In this talk we describe our knowledge extraction and fusion efforts at Google, including the Knowledge Vault project and the Knowledge-based Trust project. We use 15 extractors to periodically extract knowledge from 1B+ Webpages. The results are 3B+ distinct (subject, predicate, object) knowledge triples. Errors can creep in at every stage in this process, both from erroneous data provided by the Web sources and from mistakes made by the extractors. As a result, only about 20% of the extracted triples are correct.

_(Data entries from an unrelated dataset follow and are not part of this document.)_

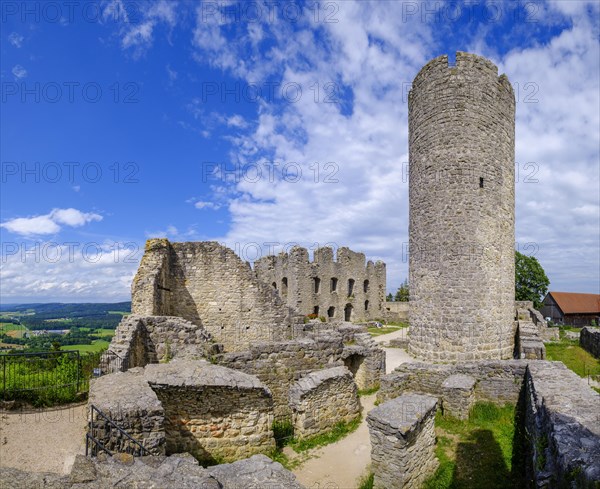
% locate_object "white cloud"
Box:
[8,32,25,48]
[103,0,178,57]
[194,2,600,291]
[194,200,221,210]
[12,65,27,80]
[0,241,143,302]
[0,208,102,236]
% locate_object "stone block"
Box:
[367,394,439,489]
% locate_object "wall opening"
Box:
[344,304,352,321]
[313,277,321,294]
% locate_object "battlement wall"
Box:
[254,246,386,321]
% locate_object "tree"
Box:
[515,251,550,309]
[394,279,408,302]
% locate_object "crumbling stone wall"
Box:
[579,326,600,358]
[367,394,439,489]
[215,324,385,420]
[145,362,275,464]
[254,246,386,321]
[525,361,600,488]
[408,52,515,361]
[89,360,275,463]
[216,335,344,419]
[131,239,301,351]
[377,360,528,405]
[289,367,360,439]
[109,314,216,368]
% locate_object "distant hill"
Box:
[0,302,131,329]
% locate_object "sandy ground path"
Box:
[287,331,413,489]
[0,403,87,474]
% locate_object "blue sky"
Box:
[0,0,600,303]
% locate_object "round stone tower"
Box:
[408,52,515,361]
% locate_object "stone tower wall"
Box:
[409,52,515,360]
[131,239,300,351]
[254,246,386,321]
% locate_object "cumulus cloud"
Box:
[0,241,138,302]
[186,2,600,291]
[12,65,27,80]
[0,208,102,236]
[8,32,25,48]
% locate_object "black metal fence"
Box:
[0,350,127,406]
[85,404,151,457]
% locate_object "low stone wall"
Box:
[89,360,275,463]
[109,315,218,368]
[144,361,275,463]
[0,454,304,489]
[525,362,600,488]
[442,374,476,419]
[377,360,528,405]
[88,368,166,455]
[289,367,360,439]
[367,394,438,489]
[216,335,344,419]
[579,326,600,358]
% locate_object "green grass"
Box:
[288,417,361,453]
[546,340,600,377]
[61,340,110,353]
[107,311,131,316]
[423,402,522,489]
[358,472,375,489]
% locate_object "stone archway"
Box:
[344,304,353,321]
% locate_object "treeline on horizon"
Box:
[0,302,131,330]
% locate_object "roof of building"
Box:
[548,292,600,314]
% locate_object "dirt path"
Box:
[292,331,413,489]
[0,403,87,474]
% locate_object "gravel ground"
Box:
[0,403,87,474]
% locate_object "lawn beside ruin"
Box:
[424,402,523,489]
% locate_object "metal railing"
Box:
[85,404,152,457]
[0,350,128,405]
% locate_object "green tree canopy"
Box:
[515,251,550,309]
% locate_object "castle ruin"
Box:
[408,52,515,361]
[254,246,386,322]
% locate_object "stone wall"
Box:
[131,239,301,350]
[216,335,344,419]
[0,454,304,489]
[579,326,600,358]
[89,360,275,463]
[109,314,217,368]
[289,367,360,439]
[377,360,528,405]
[384,301,410,321]
[408,52,515,361]
[254,247,386,321]
[215,324,385,420]
[367,394,439,489]
[145,361,275,464]
[525,361,600,488]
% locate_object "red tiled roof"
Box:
[548,292,600,314]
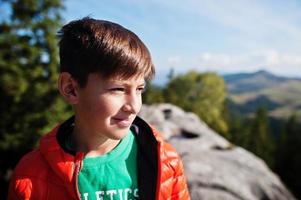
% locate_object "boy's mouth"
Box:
[112,117,132,127]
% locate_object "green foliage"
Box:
[275,115,301,198]
[164,71,228,134]
[0,0,70,195]
[247,108,274,167]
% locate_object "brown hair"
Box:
[58,17,155,87]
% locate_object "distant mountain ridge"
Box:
[223,70,301,118]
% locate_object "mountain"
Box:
[223,70,301,118]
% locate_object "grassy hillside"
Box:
[224,71,301,118]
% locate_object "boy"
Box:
[9,17,190,200]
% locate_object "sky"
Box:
[2,0,301,82]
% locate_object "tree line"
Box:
[0,0,301,197]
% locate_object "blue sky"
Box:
[2,0,301,82]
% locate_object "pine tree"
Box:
[247,108,274,167]
[275,115,301,199]
[0,0,68,193]
[164,71,228,134]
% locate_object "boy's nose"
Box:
[123,94,142,114]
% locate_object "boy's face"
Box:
[74,74,145,140]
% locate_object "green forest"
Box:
[0,0,301,198]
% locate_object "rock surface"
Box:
[139,104,295,200]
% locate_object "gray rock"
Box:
[139,104,295,200]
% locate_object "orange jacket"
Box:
[8,117,190,200]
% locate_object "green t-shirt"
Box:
[78,131,139,200]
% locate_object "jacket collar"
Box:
[39,116,162,200]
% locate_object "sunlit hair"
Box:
[58,17,155,87]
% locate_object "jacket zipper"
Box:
[156,142,162,200]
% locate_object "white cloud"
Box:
[197,49,301,76]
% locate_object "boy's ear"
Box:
[58,72,78,105]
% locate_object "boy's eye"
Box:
[137,87,145,93]
[110,88,125,92]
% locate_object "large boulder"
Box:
[139,104,295,200]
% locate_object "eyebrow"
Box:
[109,80,146,86]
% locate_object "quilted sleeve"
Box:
[171,157,190,200]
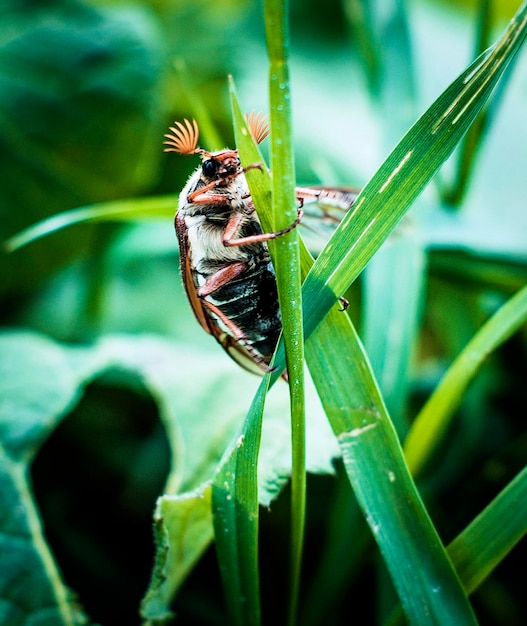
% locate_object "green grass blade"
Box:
[212,375,270,626]
[264,0,306,624]
[386,460,527,626]
[306,307,475,624]
[303,4,527,342]
[404,280,527,476]
[4,195,177,252]
[361,221,426,437]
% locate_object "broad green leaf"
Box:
[0,333,94,626]
[0,332,338,624]
[0,2,165,293]
[141,485,213,626]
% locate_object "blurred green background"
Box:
[0,0,527,626]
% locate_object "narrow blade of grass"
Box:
[4,196,177,252]
[404,287,527,476]
[264,0,306,625]
[212,375,270,626]
[303,4,527,336]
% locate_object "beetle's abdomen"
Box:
[206,254,282,361]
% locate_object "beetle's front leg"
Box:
[223,209,304,246]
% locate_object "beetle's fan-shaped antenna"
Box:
[163,119,199,154]
[245,111,269,143]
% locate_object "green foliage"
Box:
[0,0,527,626]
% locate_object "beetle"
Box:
[165,113,356,373]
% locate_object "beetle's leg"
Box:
[197,261,247,298]
[223,209,304,246]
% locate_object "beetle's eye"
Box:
[201,159,218,178]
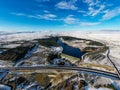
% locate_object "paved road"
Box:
[107,48,120,78]
[0,66,119,79]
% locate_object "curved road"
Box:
[0,66,119,79]
[107,47,120,79]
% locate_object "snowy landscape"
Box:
[0,31,120,90]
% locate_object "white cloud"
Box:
[10,12,26,16]
[10,12,57,20]
[37,13,57,20]
[63,15,79,24]
[43,10,50,13]
[88,5,105,16]
[83,0,106,16]
[56,0,78,10]
[80,22,101,26]
[35,0,50,2]
[102,7,120,20]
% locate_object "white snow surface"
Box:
[0,30,120,67]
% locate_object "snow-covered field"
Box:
[0,31,120,66]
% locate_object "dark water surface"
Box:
[57,39,85,58]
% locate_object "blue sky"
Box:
[0,0,120,31]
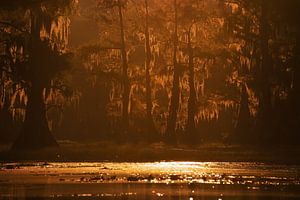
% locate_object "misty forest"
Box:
[0,0,300,200]
[0,0,300,149]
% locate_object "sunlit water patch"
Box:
[0,162,300,200]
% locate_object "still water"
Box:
[0,162,300,200]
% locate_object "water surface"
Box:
[0,162,300,200]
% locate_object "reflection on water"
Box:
[0,162,300,200]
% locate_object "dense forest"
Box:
[0,0,300,149]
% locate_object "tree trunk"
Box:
[0,85,16,142]
[118,0,130,133]
[145,0,157,139]
[230,85,253,144]
[166,0,180,143]
[257,0,272,143]
[12,82,58,149]
[187,30,196,142]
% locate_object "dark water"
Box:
[0,162,300,200]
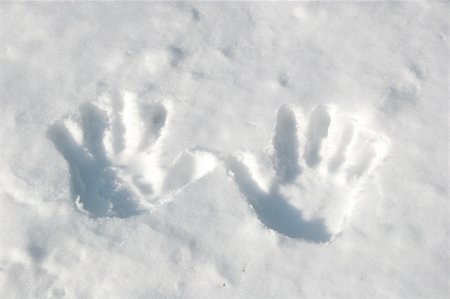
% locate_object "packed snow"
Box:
[0,1,450,299]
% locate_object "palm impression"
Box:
[227,106,387,243]
[48,92,214,218]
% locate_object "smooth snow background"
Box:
[0,2,449,298]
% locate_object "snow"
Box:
[0,1,450,298]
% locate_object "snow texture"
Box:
[0,1,450,299]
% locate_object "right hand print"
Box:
[226,106,388,243]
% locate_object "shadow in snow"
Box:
[226,106,331,243]
[227,158,331,243]
[47,103,139,218]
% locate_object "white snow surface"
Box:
[0,1,450,298]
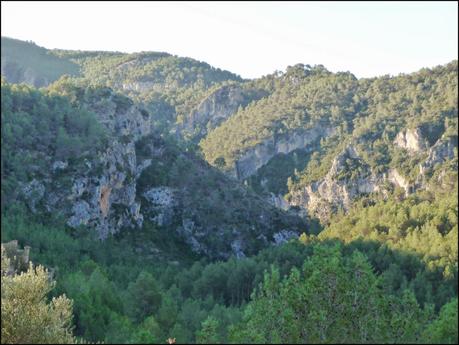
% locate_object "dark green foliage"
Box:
[1,80,105,207]
[1,37,80,87]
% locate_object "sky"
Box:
[1,1,458,78]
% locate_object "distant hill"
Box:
[1,37,80,87]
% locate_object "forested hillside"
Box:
[1,38,458,343]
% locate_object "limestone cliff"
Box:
[394,128,429,153]
[234,125,335,180]
[179,85,265,139]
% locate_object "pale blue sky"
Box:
[1,1,458,78]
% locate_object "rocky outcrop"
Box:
[234,126,335,180]
[143,186,178,226]
[22,91,151,239]
[394,128,429,153]
[387,169,412,196]
[419,136,457,175]
[288,146,383,220]
[268,193,290,211]
[62,94,151,238]
[179,85,264,138]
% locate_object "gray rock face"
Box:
[231,239,245,259]
[419,137,457,174]
[22,179,45,212]
[143,186,177,229]
[387,169,411,196]
[394,128,429,153]
[289,146,383,220]
[273,230,298,245]
[268,193,290,211]
[13,90,151,239]
[181,85,250,137]
[52,161,68,172]
[231,126,335,180]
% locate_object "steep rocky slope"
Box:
[2,80,306,258]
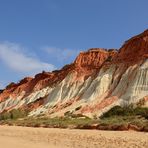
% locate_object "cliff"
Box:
[0,30,148,117]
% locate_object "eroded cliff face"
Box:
[0,30,148,117]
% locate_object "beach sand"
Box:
[0,126,148,148]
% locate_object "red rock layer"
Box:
[115,30,148,63]
[0,30,148,102]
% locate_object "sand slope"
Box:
[0,126,148,148]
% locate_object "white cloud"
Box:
[43,46,80,64]
[0,42,55,75]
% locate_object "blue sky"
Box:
[0,0,148,88]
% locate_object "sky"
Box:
[0,0,148,89]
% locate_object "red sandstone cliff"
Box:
[0,30,148,117]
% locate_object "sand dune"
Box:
[0,126,148,148]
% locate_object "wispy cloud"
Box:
[43,46,80,64]
[0,42,55,75]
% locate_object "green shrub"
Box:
[101,106,148,119]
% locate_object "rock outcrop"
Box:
[0,30,148,117]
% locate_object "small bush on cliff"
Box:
[0,109,28,120]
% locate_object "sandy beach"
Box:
[0,126,148,148]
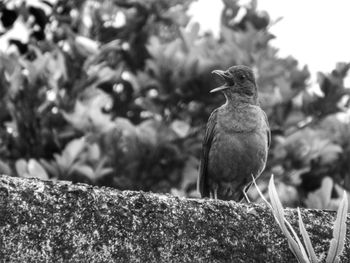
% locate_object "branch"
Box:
[0,175,350,262]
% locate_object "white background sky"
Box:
[190,0,350,82]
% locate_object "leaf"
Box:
[326,191,348,263]
[15,159,27,177]
[170,120,191,138]
[27,159,49,180]
[305,176,333,209]
[62,137,86,163]
[298,207,318,263]
[70,163,96,182]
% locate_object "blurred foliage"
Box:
[0,0,350,208]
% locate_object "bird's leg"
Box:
[242,183,252,204]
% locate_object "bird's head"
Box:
[210,66,258,104]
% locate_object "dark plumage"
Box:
[198,66,271,201]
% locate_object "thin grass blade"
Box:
[326,191,348,263]
[269,175,310,262]
[298,207,318,263]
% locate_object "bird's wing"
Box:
[197,109,217,197]
[262,111,271,148]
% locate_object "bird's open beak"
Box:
[210,70,230,93]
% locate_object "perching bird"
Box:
[198,66,271,201]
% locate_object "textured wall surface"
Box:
[0,175,350,262]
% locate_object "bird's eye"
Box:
[238,75,245,81]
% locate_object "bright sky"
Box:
[190,0,350,81]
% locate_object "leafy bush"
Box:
[0,0,350,206]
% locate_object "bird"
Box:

We adapt state-of-the-art data fusion techniques to solve the knowledge fusion problem. By leveraging the collective wisdom from different extractors and from different Web sources, we are able to compute well-calibrated probabilities for the correctness of each triple as well as the correctness of extractions. In addition, we are able to compute trustworthiness for 119M webpages and 5.6M websites. We discuss our observations and provide insights on future research directions.
Xin Luna Dong is a Senior Research Scientist at Google Inc. She is one of the major contributors for the Knowledge Vault project, and has led the Knowledge-based Trust project, the Solomon data fusion project, and the Semex personal data management project. She has co-authored a book, "Big Data Integration", published over 50 papers in top conferences and journals, given over 10 tutorials, and got the Best Demo award in Sigmod 2005. She is the PC co-chair for WAIM 2015 and has served as an area chair for Sigmod 2015, ICDE 2013, and CIKM 2011.